Germline Pathogenic DROSHA Variants Are Linked to Pineoblastoma and Wilms Tumor Predisposition

Authors

Peter N Fiorica
Lisa Golmard
Jung Kim
Riyue Bao
Frank Y Lin
Angshumoy Roy
Allison Pribnow
Melissa R Perrino
Julien Masliah-Planchon
Sophie Michalak-Provost
Jennifer Wong
Mathilde Filser
Dominique Stoppa-Lyonnet
Franck Bourdeaut
Afane Brahimi
Olivier Ingster
Giselle Saulnier Sholler
Sarah A Jackson
Mark M Sasaki
Trent Fowler
Anita Ng
Ryan J Corbett
Rebecca S Kaufman
Jeremy S Haley
David J Carey
Kuan-Lin Huang
Sharon J Diskin
Jo Lynne Rokita
Hussam Al-Kateb
Rose B McGee
Joshua D Schiffman
Kenneth S Chen
Douglas R Stewart
D Williams Parsons
Sharon E Plon
Kris Ann P Schultz
Kenan Onel

Publication Date

4-14-2025

Journal

Clinical Cancer Research

DOI

10.1158/1078-0432.CCR-24-2785

PMID

39992227

PMCID

PMC11995001

PubMedCentral® Posted Date

2-24-2025

PubMedCentral® Full Text Version

Post-print

Published Open-Access

yes

Keywords

Humans, Ribonuclease III, Wilms Tumor, Pinealoma, Male, Female, Genetic Predisposition to Disease, Germ-Line Mutation, Child, Child, Preschool, Adult, Pineal Gland, Adolescent, Kidney Neoplasms, MicroRNAs, Infant, DEAD-box RNA Helicases, Middle Aged

Abstract

Purpose: DROSHA, DGCR8, and DICER1 regulate miRNA biogenesis and are commonly mutated in cancer. Although DGCR8 and DICER1 germline pathogenic variants (GPV) cause autosomal dominant tumor predisposition, no association between DROSHA GPVs and clinical phenotypes has been reported.

Experimental design: After obtaining informed consent, sequencing was performed on germline and tumor samples from all patients. The occurrence of germline DROSHA GPVs was investigated in large pediatric and adult cancer datasets. The population prevalence of DROSHA GPVs was investigated in the UK Biobank and Geisinger DiscovEHR cohorts.
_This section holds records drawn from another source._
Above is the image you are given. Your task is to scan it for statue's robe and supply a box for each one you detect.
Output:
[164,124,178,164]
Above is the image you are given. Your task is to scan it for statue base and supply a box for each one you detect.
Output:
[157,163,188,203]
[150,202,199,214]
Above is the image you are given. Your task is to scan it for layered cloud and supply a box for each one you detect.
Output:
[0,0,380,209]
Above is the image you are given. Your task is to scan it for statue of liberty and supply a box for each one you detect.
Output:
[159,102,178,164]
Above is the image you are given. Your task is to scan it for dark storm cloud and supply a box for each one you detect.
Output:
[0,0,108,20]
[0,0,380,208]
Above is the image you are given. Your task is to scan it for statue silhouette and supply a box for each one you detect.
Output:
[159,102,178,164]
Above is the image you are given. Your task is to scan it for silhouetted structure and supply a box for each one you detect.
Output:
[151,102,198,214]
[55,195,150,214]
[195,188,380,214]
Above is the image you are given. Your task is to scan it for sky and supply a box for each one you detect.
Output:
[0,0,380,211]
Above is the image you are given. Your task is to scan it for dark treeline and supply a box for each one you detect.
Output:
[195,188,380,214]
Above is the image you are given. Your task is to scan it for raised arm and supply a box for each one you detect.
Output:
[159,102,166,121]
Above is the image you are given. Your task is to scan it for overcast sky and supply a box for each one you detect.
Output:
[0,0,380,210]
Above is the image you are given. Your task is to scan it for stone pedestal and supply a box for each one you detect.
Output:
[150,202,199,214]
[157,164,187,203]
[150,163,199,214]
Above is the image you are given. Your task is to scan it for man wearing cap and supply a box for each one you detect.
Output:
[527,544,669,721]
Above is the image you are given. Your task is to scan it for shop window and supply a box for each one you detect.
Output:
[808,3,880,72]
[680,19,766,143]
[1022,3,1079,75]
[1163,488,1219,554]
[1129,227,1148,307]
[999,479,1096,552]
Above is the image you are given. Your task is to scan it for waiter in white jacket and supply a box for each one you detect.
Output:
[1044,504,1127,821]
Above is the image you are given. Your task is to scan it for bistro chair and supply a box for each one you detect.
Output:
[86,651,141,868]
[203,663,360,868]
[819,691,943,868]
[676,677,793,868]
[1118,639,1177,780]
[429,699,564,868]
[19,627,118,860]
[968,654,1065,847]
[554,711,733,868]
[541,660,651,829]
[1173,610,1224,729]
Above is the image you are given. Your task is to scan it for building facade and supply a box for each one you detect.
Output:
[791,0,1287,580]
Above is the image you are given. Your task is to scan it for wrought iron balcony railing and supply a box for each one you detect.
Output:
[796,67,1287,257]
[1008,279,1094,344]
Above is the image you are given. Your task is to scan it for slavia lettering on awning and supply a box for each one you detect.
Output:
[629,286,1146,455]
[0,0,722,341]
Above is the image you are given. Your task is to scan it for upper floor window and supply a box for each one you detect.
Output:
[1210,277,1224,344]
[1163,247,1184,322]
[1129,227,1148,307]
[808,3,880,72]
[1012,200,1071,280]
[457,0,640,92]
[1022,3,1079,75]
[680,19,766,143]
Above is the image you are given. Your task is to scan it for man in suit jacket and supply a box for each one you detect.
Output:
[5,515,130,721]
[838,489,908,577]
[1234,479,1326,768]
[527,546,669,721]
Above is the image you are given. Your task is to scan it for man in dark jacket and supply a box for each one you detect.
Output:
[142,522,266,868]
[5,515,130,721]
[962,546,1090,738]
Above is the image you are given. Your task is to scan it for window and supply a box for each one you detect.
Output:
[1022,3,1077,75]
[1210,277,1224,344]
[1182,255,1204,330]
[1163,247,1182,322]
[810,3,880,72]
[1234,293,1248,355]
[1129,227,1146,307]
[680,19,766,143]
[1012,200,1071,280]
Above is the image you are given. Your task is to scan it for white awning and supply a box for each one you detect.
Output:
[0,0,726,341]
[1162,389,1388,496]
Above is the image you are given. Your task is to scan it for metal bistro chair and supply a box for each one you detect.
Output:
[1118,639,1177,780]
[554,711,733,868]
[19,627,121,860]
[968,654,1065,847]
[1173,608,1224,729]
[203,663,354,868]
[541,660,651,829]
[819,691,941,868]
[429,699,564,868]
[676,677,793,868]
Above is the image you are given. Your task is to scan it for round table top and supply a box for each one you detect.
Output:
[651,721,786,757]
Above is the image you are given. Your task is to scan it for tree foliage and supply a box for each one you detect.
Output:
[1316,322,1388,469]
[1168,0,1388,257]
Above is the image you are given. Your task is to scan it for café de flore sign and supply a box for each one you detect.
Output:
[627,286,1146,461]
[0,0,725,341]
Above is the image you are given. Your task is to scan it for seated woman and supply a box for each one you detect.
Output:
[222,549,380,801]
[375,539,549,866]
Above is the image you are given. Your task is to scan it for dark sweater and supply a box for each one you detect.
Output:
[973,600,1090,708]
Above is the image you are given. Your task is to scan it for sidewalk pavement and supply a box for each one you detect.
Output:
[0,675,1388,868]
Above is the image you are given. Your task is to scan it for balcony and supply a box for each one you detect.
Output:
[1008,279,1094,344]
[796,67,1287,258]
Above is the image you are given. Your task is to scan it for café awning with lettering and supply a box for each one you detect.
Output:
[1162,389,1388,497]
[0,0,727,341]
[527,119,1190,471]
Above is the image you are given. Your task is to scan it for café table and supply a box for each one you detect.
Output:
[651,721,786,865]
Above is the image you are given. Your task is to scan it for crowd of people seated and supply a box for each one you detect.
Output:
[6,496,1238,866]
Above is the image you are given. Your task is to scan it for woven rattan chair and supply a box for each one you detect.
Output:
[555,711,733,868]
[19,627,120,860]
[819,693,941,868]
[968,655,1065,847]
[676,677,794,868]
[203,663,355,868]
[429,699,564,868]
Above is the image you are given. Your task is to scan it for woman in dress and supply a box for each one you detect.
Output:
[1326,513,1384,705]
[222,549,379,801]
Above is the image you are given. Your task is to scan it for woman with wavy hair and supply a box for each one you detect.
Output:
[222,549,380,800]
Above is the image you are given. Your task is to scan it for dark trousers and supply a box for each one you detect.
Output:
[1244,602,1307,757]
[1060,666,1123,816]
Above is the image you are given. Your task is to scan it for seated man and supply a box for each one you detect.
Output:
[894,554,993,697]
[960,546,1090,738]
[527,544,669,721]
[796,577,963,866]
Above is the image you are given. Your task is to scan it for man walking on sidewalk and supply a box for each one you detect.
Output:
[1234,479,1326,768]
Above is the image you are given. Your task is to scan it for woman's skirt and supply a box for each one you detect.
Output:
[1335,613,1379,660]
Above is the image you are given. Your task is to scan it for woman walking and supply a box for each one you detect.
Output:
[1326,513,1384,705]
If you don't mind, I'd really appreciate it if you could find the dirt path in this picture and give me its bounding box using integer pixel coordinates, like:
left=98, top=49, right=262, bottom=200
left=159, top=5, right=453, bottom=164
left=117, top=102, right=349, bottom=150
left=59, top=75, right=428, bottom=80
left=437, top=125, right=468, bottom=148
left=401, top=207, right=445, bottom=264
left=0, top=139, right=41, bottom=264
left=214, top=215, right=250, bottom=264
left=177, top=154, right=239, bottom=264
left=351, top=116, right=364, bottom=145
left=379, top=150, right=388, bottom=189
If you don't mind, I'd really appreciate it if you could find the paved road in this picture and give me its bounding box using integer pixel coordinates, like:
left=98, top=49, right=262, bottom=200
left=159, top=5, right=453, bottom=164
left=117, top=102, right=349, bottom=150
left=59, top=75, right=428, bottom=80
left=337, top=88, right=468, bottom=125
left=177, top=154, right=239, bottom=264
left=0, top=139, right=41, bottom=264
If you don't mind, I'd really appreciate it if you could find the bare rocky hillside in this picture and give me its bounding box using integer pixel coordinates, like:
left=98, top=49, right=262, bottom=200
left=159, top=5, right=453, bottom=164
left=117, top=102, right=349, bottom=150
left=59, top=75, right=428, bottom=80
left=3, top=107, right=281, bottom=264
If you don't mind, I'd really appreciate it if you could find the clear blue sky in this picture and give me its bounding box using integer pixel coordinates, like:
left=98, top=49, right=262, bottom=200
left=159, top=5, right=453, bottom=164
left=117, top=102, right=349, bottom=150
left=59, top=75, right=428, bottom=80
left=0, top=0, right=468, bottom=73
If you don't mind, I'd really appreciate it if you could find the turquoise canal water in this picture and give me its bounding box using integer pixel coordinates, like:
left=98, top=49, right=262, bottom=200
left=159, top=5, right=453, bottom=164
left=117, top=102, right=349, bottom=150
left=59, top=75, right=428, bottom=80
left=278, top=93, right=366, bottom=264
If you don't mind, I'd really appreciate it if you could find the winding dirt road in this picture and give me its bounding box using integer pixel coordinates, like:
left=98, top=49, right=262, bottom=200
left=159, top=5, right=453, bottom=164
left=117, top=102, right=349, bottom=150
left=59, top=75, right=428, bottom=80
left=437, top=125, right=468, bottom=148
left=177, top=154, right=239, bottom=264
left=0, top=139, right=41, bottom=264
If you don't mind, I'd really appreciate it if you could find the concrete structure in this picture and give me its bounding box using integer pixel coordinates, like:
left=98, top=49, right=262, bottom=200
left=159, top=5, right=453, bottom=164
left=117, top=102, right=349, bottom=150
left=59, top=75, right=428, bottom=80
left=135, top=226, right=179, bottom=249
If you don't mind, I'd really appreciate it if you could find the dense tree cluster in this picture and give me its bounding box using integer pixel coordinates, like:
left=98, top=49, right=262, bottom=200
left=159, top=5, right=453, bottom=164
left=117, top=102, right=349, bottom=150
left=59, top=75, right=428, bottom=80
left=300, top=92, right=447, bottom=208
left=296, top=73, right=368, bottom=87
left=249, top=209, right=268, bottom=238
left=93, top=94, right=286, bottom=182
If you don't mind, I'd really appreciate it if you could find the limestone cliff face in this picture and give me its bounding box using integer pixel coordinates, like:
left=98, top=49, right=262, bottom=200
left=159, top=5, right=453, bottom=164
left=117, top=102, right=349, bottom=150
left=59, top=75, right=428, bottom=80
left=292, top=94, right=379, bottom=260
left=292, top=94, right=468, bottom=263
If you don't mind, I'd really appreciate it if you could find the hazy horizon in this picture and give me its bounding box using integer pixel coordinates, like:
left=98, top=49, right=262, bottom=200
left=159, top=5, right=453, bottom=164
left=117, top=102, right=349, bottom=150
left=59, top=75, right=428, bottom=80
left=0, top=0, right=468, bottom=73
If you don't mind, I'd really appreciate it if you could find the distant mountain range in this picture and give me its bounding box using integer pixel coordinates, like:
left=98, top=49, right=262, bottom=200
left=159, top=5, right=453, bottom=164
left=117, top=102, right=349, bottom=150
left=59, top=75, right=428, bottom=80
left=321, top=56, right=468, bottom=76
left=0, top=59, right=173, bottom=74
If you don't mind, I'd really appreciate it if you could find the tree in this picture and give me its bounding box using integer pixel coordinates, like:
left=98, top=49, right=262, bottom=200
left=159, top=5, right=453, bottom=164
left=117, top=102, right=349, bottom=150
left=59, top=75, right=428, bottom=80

Results: We describe nine children from eight families with heterozygous DROSHA GPVs and a diagnosis of pineoblastoma (n = 8) or Wilms tumor (n = 1). A somatic second hit in DROSHA was detected in all eight tumors analyzed. All pineoblastoma tumors analyzed were classified as miRNA processing-altered 1 subtype. We estimate the population prevalence of germline DROSHA loss-of-function variants to be 1:3,875 to 1:4,843 but find no evidence for increased adult cancer risk.

Conclusions: This is the first report of DROSHA-related tumor predisposition. As pineoblastoma and Wilms tumor are also associated with DICER1 GPVs, our results suggest that the tissues of origin for these tumors are uniquely tolerant of general miRNA loss. The miRNA processing-altered 1 pineoblastoma subtype is associated with older age of diagnosis and better outcomes than other subtypes, suggesting DROSHA GPV status may have important clinical and prognostic significance. We suggest that genetic testing for DROSHA GPVs be considered for patients with pineoblastoma, Wilms tumor, or other DICER1-/DGCR8-related conditions and propose surveillance recommendations through research studies for individuals with DROSHA GPVs.